# NCEES 535



## colo_elec (Apr 15, 2010)

Ok, so the answer for this problem requires dividing the transformer power by 3, not root 3. It's 3 phase, wye connected. Why do we divide power by 3 to find output per phase in order to find current?


----------



## phowardtx (Apr 15, 2010)

colo_elec said:


> Ok, so the answer for this problem requires dividing the transformer power by 3, not root 3. It's 3 phase, wye connected. Why do we divide power by 3 to find output per phase in order to find current?


In this problem we are asked to solve per-phase and in order to do that we have to convert the Voltage to per-phase. That's where the root 3 comes in... |Vp|=|VL|/√3. In 3-phase systems line-line voltage is always assumed given unless specified otherwise. Once the voltages are in per-phase quantities you can treat it as 3 separate systems where the voltage and current magnitudes are identical and the power is 1/3 of the total system.

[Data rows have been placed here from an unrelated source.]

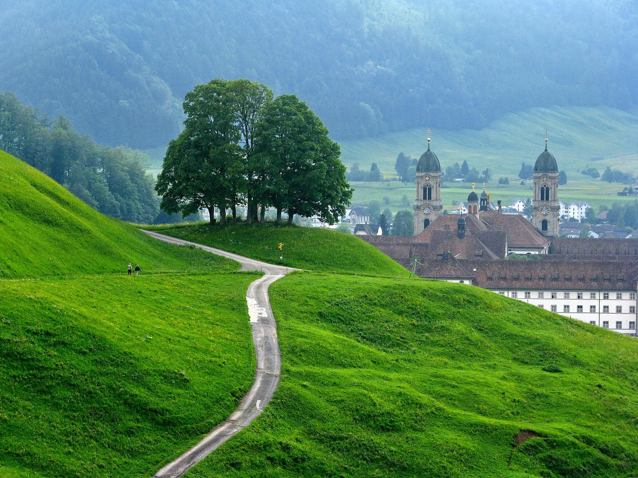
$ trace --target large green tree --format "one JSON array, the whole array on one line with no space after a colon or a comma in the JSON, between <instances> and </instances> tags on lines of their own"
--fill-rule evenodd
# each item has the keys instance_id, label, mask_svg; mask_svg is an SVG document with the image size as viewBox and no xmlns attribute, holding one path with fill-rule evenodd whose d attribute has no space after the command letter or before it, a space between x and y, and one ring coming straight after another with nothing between
<instances>
[{"instance_id":1,"label":"large green tree","mask_svg":"<svg viewBox=\"0 0 638 478\"><path fill-rule=\"evenodd\" d=\"M269 104L256 128L256 147L264 178L260 197L277 208L277 222L288 212L318 214L334 223L345 214L352 197L339 145L321 120L295 95L281 95Z\"/></svg>"},{"instance_id":2,"label":"large green tree","mask_svg":"<svg viewBox=\"0 0 638 478\"><path fill-rule=\"evenodd\" d=\"M246 223L250 224L257 215L258 198L254 191L263 180L255 159L255 131L266 105L272 101L272 92L265 85L245 79L232 81L228 87L232 94L237 126L241 134L240 145L246 180ZM268 205L262 201L262 218Z\"/></svg>"},{"instance_id":3,"label":"large green tree","mask_svg":"<svg viewBox=\"0 0 638 478\"><path fill-rule=\"evenodd\" d=\"M183 104L184 129L171 141L164 158L156 189L161 206L183 215L202 207L220 212L226 222L226 209L241 199L244 191L244 164L238 143L234 95L228 82L216 79L198 85L186 94Z\"/></svg>"}]
</instances>

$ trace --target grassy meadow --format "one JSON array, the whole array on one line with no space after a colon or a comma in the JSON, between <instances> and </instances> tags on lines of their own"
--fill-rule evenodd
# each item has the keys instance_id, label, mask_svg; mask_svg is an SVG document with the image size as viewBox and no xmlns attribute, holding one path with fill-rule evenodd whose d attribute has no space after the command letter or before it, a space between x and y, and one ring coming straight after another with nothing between
<instances>
[{"instance_id":1,"label":"grassy meadow","mask_svg":"<svg viewBox=\"0 0 638 478\"><path fill-rule=\"evenodd\" d=\"M254 274L0 280L0 476L148 477L252 384Z\"/></svg>"},{"instance_id":2,"label":"grassy meadow","mask_svg":"<svg viewBox=\"0 0 638 478\"><path fill-rule=\"evenodd\" d=\"M2 152L0 243L3 478L150 476L249 389L258 274L103 216Z\"/></svg>"},{"instance_id":3,"label":"grassy meadow","mask_svg":"<svg viewBox=\"0 0 638 478\"><path fill-rule=\"evenodd\" d=\"M601 184L602 183L602 184ZM447 187L441 189L441 198L444 206L456 205L459 201L467 201L468 194L472 189L471 184L444 183ZM371 201L378 201L381 203L381 209L386 208L392 213L400 210L412 210L416 194L415 183L403 183L400 181L385 181L383 182L352 182L350 185L354 188L352 195L352 204L367 205ZM477 184L477 190L482 191L482 184ZM609 184L596 181L581 174L570 176L567 184L558 187L558 196L565 204L572 201L586 201L596 210L599 211L600 206L604 205L611 207L615 203L624 204L635 201L635 198L619 196L616 193L622 191L619 184ZM531 181L526 181L521 185L521 181L512 181L508 185L498 184L498 178L486 185L486 191L490 193L494 205L498 199L502 201L503 206L507 206L515 199L531 198L533 194ZM404 196L408 200L404 201ZM386 203L384 199L387 198Z\"/></svg>"},{"instance_id":4,"label":"grassy meadow","mask_svg":"<svg viewBox=\"0 0 638 478\"><path fill-rule=\"evenodd\" d=\"M279 388L191 476L638 472L634 339L439 281L295 273L271 301Z\"/></svg>"},{"instance_id":5,"label":"grassy meadow","mask_svg":"<svg viewBox=\"0 0 638 478\"><path fill-rule=\"evenodd\" d=\"M404 268L359 238L318 228L276 227L272 223L222 228L205 222L144 226L161 234L235 254L300 269L396 277ZM283 261L279 261L279 243Z\"/></svg>"},{"instance_id":6,"label":"grassy meadow","mask_svg":"<svg viewBox=\"0 0 638 478\"><path fill-rule=\"evenodd\" d=\"M441 166L467 160L471 168L489 168L499 176L516 177L521 163L533 164L545 147L568 175L592 166L601 173L607 166L638 173L638 116L611 108L535 108L507 114L480 130L433 131L431 148ZM369 169L375 162L389 175L396 175L394 161L403 151L419 158L427 149L426 129L389 133L375 138L341 141L341 161ZM593 158L603 158L592 161Z\"/></svg>"}]
</instances>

Thus the 3-phase power equation using per-phase quantities is |S|=3*|Vp|*|Ip|

*using per phase voltage:*

|S|=3*|Vp|*|Ip|

*using line-line voltage:*

|S|=√3*|VL|*|IL|

*Wye-systems*

|Vp|=|VL|/√3

|Ip|=|IL|

*Δ-systems*

|Vp|=|VL|

|Ip|=|IL|/√3

PS: The power equations are identical for both wye and Δ systems, the one you use depends on which quantities (line or phase) are most convenient to work with.


----------



## BamaBino (May 24, 2011)

The 180 MVA rating is for the autotransformer and not the rating for the original isolation transformer that was used to form the autotransformer, right?


----------



## BamaBino (May 26, 2011)

The answer 16.5 MVA is also the rating of transformer (for each phase) before it was connected as an autotransformer, right?


----------